Tra le opere politiche lasciate da Machiavelli, i Discorsi sopra la prima Deca di Tito Livio sono certo una delle piú dense e piú problematiche, tanto per la difficoltà di stabilirne la facies testuale, quanto – e soprattutto – per l’opportunità che essi offrono di ricostruire con precisione la complessa (e controversa) fisionomia culturale del Segretario.

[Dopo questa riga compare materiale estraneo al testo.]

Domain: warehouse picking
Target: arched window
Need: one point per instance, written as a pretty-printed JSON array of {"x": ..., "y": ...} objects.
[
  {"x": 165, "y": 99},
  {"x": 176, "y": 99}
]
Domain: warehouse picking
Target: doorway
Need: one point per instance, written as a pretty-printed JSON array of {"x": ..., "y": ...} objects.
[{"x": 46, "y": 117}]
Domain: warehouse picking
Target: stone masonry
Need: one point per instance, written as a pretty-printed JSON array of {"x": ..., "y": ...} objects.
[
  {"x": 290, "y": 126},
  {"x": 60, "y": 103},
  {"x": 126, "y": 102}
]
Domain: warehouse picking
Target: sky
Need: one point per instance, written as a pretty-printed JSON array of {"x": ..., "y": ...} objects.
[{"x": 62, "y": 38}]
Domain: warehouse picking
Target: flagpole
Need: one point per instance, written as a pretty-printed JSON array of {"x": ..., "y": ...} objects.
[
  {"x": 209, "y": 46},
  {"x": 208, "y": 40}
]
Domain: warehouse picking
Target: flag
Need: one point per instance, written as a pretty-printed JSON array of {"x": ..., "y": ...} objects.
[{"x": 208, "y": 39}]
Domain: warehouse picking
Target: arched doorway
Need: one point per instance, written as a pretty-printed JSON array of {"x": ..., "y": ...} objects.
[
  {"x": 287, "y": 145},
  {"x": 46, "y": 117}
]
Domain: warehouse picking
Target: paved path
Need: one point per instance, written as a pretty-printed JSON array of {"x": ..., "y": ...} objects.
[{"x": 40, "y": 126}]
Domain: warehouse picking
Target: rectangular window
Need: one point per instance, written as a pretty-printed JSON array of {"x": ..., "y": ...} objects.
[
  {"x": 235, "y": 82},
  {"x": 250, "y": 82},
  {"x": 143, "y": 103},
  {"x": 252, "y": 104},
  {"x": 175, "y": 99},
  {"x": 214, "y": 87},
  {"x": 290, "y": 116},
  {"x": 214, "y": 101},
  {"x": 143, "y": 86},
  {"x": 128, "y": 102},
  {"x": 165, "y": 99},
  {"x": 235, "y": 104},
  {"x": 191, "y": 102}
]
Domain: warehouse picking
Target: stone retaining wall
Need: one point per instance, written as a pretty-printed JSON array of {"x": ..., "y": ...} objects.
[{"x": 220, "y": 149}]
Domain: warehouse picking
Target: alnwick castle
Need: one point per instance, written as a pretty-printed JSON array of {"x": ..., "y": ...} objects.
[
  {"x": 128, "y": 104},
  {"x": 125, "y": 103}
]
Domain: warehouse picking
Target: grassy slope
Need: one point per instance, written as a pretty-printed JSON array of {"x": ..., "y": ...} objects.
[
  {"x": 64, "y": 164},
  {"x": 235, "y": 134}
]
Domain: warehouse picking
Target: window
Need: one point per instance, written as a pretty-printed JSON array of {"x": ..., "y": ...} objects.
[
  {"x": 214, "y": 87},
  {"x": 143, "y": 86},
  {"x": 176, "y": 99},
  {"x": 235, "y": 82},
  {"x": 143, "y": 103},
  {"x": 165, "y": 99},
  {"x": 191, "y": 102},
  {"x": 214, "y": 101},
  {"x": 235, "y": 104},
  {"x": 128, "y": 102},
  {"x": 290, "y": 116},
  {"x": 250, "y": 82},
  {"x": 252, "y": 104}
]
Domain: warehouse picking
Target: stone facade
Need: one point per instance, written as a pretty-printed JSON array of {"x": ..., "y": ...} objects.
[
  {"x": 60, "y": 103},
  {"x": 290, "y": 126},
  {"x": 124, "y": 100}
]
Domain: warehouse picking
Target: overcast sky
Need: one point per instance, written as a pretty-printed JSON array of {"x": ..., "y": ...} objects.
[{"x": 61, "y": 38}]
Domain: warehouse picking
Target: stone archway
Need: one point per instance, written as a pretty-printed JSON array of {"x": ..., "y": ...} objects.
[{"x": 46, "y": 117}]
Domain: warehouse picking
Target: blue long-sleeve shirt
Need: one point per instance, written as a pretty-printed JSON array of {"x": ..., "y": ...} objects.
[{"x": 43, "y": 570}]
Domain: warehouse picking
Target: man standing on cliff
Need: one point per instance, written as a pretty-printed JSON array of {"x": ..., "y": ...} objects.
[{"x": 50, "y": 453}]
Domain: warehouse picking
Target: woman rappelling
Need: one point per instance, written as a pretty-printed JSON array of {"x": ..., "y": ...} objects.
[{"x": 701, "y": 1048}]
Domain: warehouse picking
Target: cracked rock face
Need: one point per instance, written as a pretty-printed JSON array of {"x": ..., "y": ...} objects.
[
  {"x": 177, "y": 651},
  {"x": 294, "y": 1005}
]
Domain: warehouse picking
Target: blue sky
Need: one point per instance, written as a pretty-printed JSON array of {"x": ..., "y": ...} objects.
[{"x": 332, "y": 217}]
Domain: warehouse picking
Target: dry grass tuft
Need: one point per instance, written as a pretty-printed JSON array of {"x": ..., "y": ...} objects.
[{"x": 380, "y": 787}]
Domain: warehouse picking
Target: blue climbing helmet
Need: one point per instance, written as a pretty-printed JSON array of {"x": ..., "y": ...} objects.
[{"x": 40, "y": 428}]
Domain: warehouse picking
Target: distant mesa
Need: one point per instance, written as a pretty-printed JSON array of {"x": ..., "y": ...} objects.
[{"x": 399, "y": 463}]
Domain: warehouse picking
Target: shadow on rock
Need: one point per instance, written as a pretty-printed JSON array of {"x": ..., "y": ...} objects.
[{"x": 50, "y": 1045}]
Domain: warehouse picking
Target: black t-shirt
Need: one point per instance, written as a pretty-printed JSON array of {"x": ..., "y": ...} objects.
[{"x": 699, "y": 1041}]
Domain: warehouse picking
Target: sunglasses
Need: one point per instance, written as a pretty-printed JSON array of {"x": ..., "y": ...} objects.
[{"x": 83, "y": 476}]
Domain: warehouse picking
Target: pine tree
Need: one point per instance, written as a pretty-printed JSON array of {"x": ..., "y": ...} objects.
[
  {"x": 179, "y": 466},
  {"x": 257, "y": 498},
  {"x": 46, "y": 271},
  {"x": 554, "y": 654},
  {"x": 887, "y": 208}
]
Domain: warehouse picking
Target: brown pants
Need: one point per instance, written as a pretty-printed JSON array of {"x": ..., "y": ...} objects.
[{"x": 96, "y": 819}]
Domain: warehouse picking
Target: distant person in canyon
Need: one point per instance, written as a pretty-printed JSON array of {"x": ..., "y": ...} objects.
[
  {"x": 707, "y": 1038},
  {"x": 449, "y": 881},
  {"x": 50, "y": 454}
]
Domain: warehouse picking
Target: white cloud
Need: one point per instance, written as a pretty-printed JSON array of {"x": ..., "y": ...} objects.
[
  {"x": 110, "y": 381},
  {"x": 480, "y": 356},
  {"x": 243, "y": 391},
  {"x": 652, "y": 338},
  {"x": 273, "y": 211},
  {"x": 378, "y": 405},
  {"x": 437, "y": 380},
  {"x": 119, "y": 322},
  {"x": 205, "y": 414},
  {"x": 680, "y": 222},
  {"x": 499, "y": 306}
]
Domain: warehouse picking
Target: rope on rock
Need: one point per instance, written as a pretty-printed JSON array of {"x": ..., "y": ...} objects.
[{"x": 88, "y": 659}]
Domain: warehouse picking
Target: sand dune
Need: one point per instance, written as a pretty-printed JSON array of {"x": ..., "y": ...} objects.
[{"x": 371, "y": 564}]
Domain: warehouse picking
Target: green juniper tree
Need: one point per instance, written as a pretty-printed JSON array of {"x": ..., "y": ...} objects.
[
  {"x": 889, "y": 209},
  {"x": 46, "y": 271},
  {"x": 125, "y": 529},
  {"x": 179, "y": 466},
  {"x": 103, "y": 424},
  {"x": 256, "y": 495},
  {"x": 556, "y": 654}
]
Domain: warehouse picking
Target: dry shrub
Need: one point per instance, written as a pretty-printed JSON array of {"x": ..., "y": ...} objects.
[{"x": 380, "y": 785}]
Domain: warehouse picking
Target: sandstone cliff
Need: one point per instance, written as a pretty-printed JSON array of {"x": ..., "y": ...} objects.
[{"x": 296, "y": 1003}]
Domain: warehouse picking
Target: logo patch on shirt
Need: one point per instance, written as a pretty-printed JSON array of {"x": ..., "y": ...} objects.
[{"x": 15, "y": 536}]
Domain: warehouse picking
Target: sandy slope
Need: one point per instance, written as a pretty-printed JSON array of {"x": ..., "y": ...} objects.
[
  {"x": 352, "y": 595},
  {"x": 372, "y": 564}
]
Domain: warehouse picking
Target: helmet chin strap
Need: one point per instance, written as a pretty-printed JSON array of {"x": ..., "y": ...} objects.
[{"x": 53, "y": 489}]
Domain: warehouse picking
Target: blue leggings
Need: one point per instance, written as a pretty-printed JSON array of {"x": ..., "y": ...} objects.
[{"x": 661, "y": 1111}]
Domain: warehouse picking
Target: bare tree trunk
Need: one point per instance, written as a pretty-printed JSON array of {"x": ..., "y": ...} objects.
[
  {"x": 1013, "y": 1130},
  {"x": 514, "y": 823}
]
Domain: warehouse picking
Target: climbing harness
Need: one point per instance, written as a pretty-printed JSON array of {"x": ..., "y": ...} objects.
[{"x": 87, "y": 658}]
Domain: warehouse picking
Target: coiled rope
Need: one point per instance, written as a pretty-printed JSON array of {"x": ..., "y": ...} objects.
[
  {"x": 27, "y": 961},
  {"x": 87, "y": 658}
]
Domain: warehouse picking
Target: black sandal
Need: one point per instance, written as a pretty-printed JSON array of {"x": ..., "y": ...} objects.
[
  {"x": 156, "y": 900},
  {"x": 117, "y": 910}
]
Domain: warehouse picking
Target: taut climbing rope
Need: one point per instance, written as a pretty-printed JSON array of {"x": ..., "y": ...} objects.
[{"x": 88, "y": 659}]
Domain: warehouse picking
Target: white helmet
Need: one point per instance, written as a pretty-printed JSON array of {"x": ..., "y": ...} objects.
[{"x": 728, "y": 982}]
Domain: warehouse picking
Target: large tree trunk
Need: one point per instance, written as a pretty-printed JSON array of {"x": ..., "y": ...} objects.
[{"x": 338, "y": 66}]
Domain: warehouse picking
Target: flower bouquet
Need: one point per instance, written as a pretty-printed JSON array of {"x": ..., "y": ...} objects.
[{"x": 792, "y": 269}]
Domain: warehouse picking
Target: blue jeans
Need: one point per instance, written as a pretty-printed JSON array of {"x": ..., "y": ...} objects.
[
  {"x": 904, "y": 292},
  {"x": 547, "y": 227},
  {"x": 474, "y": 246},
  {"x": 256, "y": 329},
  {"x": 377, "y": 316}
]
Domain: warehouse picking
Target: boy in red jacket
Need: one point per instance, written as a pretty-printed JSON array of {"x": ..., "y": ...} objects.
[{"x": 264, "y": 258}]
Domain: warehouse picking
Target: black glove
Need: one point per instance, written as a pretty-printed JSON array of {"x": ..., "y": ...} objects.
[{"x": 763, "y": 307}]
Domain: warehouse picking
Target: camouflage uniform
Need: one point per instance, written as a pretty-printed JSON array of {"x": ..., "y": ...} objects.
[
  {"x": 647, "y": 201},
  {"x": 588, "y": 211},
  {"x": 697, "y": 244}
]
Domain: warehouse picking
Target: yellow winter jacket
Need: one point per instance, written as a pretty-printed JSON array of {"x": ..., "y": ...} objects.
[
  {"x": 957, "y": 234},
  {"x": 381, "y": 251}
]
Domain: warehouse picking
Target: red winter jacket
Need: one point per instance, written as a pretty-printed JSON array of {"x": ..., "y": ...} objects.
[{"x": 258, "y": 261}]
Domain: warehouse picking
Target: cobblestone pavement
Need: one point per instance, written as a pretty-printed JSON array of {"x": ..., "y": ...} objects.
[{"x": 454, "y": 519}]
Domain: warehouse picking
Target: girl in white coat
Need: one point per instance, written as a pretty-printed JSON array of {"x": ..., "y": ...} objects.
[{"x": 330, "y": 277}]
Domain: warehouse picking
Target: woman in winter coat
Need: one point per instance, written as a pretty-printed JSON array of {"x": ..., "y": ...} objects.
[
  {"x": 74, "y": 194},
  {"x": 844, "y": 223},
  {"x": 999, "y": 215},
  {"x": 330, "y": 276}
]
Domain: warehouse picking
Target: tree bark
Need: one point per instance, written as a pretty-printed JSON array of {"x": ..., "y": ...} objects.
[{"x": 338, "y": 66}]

Questa edizione, pertanto, non aspira semplicemente a fornire un nuovo testo critico dei Discorsi – basato, come già raccomandato da Guido Mazzoni, sull’unico manoscritto noto del trattato, l’Harleian 3533 della British Library di Londra –, ma intende soprattutto metterne a fuoco (nell’ampia Nota al testo) il tormentato iter redazionale, evidenziandone (nel ricchissimo commento) i caratteri culturali e linguistici. Ecco allora che, rispetto ad altre edizioni, anche recenti, questa individua come machiavelliane, e quindi conserva a testo, tutta una serie di peculiarità, quali errori di informazione, citazioni incomplete o approssimative, trascuratezze formali, men-tre, in sede di commento, puntualizza importanti caratteristiche della lingua di Machiavelli e del suo approccio alle fonti storiche.
Ne risulta una fondamentale rimessa a fuoco dell’immagine tradizionale dell’opera in questione non meno che del suo autore, ovvero della sua cultura, del suo modo di lavorare, degli obiettivi che si prefiggeva componendo i Discorsi, dello stato in cui questi sono giunti a noi. Il testo stesso qui stampato è in qualche misura “nuovo”: da un lato sono infatti recuperati, dalle due prime stampe cinquecentesche, alcuni latinismi presumibilmente banalizzati dal copista londinese; dall’altro si rifiutano tutti gli interventi operati dalle stampe stesse, che si incaricarono di “correggere” gli errori di informazione in cui spesso incorre Machiavelli, di “regolarizzare” la sua sintassi, di attenuare talune “punte” polemiche anti-ecclestastiche.
I Discorsi sono cosí recuperati, in buona misura, alla loro reale condizione: che è quella di un’opera mai approdata alla stesura de-finitiva, ma lasciata allo stato di “prima redazione”, sottoposta a un massiccio lavorío di ampliamento e riscrittura condotto disordinatamente dopo il 1519 e rimasto in sospeso, o per la morte dell’autore o per l’abbandono del progetto. Non trattato organico di scienza della politica, né opera compatta e meditata, dunque: bensì work in progress di un “politico” che sulla pagina deposita, spesso di getto e senza troppe cure storico-filologiche, spunti, riflessioni, citazioni suggerite dal continuo mutare delle situazioni concrete (fiorentine e italiane), proponendo di volta in volta soluzioni molteplici e talvolta tra loro contrastanti.